The Board of Governors of the Federal Reserve System, the Federal Deposit Insurance Corporation, and the Office of the Comptroller of the Currency issued late last month the host state loan-to-deposit ratios that they will use to determine compliance with section 109 of the Riegle-Neal Interstate Banking and Branching Efficiency Act of 1994. These ratios replace the prior year’s ratios, which were released on June 17, 2016.
In general, section 109 prohibits a bank from establishing or acquiring a branch or branches outside of its home state primarily for the purpose of deposit production. Section 109 also prohibits branches of banks controlled by out-of-state bank holding companies from operating primarily for the purpose of deposit production.
Section 109 provides a process to test compliance with the statutory requirements. The first step in the process involves a loan-to-deposit ratio test that compares an out-of-state bank’s loan-to-deposit ratio in a host state to the average loan-to-deposit ratio in the host state.

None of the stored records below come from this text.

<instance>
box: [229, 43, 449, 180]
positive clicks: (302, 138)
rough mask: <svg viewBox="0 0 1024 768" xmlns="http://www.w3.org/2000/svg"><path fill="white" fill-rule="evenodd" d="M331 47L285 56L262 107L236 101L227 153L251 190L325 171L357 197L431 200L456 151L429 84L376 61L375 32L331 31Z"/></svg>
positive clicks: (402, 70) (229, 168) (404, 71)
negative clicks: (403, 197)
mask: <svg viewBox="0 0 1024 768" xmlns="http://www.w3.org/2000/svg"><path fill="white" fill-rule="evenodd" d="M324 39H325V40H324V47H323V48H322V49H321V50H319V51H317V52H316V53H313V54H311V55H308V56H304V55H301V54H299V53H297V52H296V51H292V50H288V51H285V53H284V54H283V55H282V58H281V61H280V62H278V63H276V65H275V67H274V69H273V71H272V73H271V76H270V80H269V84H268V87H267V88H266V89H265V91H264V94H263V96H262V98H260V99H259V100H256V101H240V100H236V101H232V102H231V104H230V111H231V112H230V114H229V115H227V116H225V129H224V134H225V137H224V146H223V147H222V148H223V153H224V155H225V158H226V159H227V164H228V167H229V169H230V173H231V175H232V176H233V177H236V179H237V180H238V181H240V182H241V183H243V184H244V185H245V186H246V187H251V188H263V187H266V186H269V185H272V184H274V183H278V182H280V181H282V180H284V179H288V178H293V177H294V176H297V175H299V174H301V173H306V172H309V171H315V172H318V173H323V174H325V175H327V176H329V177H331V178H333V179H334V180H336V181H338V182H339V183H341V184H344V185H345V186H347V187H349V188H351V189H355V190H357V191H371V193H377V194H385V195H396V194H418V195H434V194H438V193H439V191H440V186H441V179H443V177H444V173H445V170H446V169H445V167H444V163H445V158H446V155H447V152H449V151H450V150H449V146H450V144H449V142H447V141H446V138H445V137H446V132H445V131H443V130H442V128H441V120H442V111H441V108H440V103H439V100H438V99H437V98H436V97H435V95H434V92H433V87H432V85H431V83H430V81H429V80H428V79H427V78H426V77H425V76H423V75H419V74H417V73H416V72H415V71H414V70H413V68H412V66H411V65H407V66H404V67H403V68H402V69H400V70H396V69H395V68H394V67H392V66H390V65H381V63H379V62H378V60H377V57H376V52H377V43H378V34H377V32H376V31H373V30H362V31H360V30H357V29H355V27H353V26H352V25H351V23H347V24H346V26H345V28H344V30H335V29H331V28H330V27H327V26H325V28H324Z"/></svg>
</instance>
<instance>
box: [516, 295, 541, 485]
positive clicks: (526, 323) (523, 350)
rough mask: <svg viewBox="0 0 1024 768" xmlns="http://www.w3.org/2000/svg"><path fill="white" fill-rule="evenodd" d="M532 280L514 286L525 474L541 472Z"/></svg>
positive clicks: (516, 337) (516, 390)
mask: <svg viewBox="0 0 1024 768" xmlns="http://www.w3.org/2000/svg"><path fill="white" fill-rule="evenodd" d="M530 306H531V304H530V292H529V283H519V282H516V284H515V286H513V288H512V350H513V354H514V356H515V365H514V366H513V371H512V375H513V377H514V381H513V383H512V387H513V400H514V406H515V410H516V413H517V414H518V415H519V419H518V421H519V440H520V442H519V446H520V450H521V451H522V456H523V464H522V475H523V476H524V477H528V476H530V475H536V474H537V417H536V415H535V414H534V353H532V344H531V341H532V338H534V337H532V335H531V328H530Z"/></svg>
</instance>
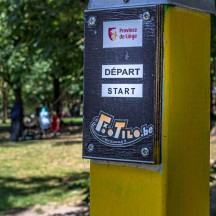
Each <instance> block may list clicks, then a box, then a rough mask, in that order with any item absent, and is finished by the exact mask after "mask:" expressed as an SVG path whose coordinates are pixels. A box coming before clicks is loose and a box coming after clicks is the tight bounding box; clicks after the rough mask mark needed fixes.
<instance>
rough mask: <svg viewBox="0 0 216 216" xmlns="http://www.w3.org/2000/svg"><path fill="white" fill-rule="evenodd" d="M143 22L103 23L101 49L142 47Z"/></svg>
mask: <svg viewBox="0 0 216 216" xmlns="http://www.w3.org/2000/svg"><path fill="white" fill-rule="evenodd" d="M142 26H143V20H142V19H138V20H126V21H125V20H122V21H112V22H104V23H103V48H113V47H142V46H143V27H142Z"/></svg>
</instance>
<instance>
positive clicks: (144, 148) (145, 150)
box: [141, 148, 150, 157]
mask: <svg viewBox="0 0 216 216" xmlns="http://www.w3.org/2000/svg"><path fill="white" fill-rule="evenodd" d="M149 153H150V152H149V149H148V148H142V149H141V154H142V156H143V157H147V156H148V155H149Z"/></svg>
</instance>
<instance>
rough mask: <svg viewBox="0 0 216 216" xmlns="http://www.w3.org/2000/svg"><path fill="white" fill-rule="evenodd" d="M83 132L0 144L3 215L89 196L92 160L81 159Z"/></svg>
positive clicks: (84, 198)
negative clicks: (90, 173)
mask: <svg viewBox="0 0 216 216" xmlns="http://www.w3.org/2000/svg"><path fill="white" fill-rule="evenodd" d="M81 139H82V137H81V134H80V133H77V134H74V135H73V136H72V135H68V134H67V135H65V136H63V135H62V136H61V137H58V139H44V140H34V141H22V142H16V143H12V142H1V143H0V164H1V166H0V215H1V214H2V212H4V211H6V210H9V209H13V208H22V207H27V206H32V205H36V204H41V205H43V204H47V203H50V202H52V203H58V204H63V203H64V204H65V203H73V202H74V201H75V200H84V199H85V198H86V197H87V196H88V191H89V190H88V187H89V161H88V160H85V161H84V160H83V159H81V148H82V145H81V144H82V143H81Z"/></svg>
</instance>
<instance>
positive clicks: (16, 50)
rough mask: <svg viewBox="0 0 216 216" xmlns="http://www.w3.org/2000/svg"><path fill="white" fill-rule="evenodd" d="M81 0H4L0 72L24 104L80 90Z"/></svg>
mask: <svg viewBox="0 0 216 216" xmlns="http://www.w3.org/2000/svg"><path fill="white" fill-rule="evenodd" d="M85 5H86V1H84V0H83V1H81V0H57V1H56V0H55V1H54V0H10V1H8V0H0V10H1V14H0V77H1V78H2V81H3V82H6V83H7V85H6V86H7V87H8V88H11V89H13V91H15V92H16V91H20V92H22V95H23V97H22V98H23V100H24V102H25V103H26V104H31V105H32V101H34V102H35V104H36V103H37V105H39V103H42V102H43V101H46V103H47V104H49V105H50V106H54V107H55V105H56V106H57V107H59V106H60V105H61V104H60V102H61V101H62V98H63V97H68V96H73V95H79V94H82V84H81V83H82V78H83V75H82V64H83V60H82V56H83V49H84V44H83V42H84V39H83V10H84V8H85Z"/></svg>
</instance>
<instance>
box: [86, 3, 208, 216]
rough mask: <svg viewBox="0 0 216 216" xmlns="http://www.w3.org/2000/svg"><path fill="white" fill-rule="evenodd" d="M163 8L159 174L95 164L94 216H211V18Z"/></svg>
mask: <svg viewBox="0 0 216 216" xmlns="http://www.w3.org/2000/svg"><path fill="white" fill-rule="evenodd" d="M161 7H162V8H163V13H164V20H163V32H164V35H163V70H162V74H163V75H162V122H161V127H162V130H161V134H162V135H161V157H162V160H161V161H162V163H161V169H160V171H157V172H156V171H151V170H148V169H145V168H136V167H129V166H127V165H126V166H125V165H122V164H113V163H109V164H103V163H97V162H95V161H92V162H91V168H90V173H91V175H90V179H91V184H90V185H91V187H90V189H91V190H90V191H91V195H90V200H91V212H90V214H91V216H208V215H209V206H210V203H209V125H210V122H209V111H210V80H209V79H210V76H209V71H210V67H209V59H210V15H209V14H207V13H203V12H199V11H197V10H192V9H187V8H183V7H179V6H177V7H176V6H170V5H167V6H161ZM150 166H155V165H150Z"/></svg>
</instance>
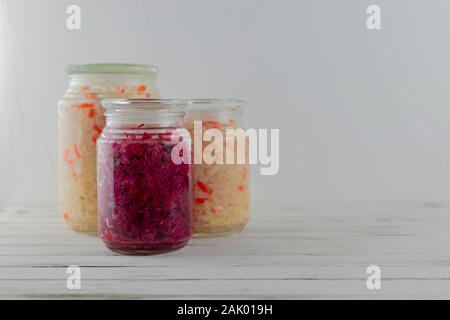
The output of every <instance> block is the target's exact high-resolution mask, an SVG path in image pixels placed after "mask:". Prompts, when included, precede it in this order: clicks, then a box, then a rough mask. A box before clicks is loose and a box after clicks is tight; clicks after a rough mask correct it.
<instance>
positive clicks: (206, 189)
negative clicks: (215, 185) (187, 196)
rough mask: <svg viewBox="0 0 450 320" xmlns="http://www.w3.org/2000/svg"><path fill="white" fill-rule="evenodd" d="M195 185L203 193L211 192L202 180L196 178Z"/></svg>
mask: <svg viewBox="0 0 450 320" xmlns="http://www.w3.org/2000/svg"><path fill="white" fill-rule="evenodd" d="M197 185H198V187H199V188H200V190H202V191H203V192H205V193H208V194H211V193H212V190H211V189H210V188H209V187H208V186H207V185H206V184H205V183H203V182H201V181H200V180H197Z"/></svg>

A second step is conducted if a bank’s statewide loan-to-deposit ratio is less than one-half of the published ratio for that state or if data are not available at the bank to conduct the first step. The second step requires the appropriate agency to determine whether the bank is reasonably helping to meet the credit needs of the communities served by the bank’s interstate branches.
A bank that fails both steps is in violation of section 109 and is subject to sanctions by the appropriate agency.
Due to the legislative intent against imposing regulatory burden, no additional data were
collected from institutions to implement section 109. However, since insufficient lending data were available on a geographic basis to calculate the host state loan -to-deposit ratios directly, the agencies used a proxy to estimate the ratios. Accordingly, the agencies calculated the host state loan-to-deposit ratios using data obtained from the Consolidated Reports of Condition and Income (call reports) and Summary of Deposits Surveys (summary of deposits), as of June 30, 2016. For each home state bank, the agencies calculated the percentage of the bank’s total deposits attributable to branches located in its home state (determined from the summary of deposits), and applied this percentage to the bank’s total domestic loans (determined from the call reports) to estimate the amount of loans attributable to the home state. The host state loan-to-deposit ratio was then calculated by separately totaling the loans and deposits for the home state banks, and then dividing the sum of the loans by the sum of the deposits.
Section 109 directs the agencies to determine, from relevant sources, the host state loan-to-deposit ratios. As discussed in the preamble to the joint final rule, Prohibition Against Use of Interstate Branches Primarily for Deposit Production (62 FR 47728, 47731, Sept. 10, 1997), implementing section 109, banks designated as wholesale or limited purpose banks under the Community Reinvestment Act were excluded from the host state loan-to-deposit calculation, recognizing that these banks could have very large loan portfolios, but few, if any, deposits.
The estimated host state loan-to-deposit ratios, and any changes in the way the ratios are calculated, will be publicized on an annual basis.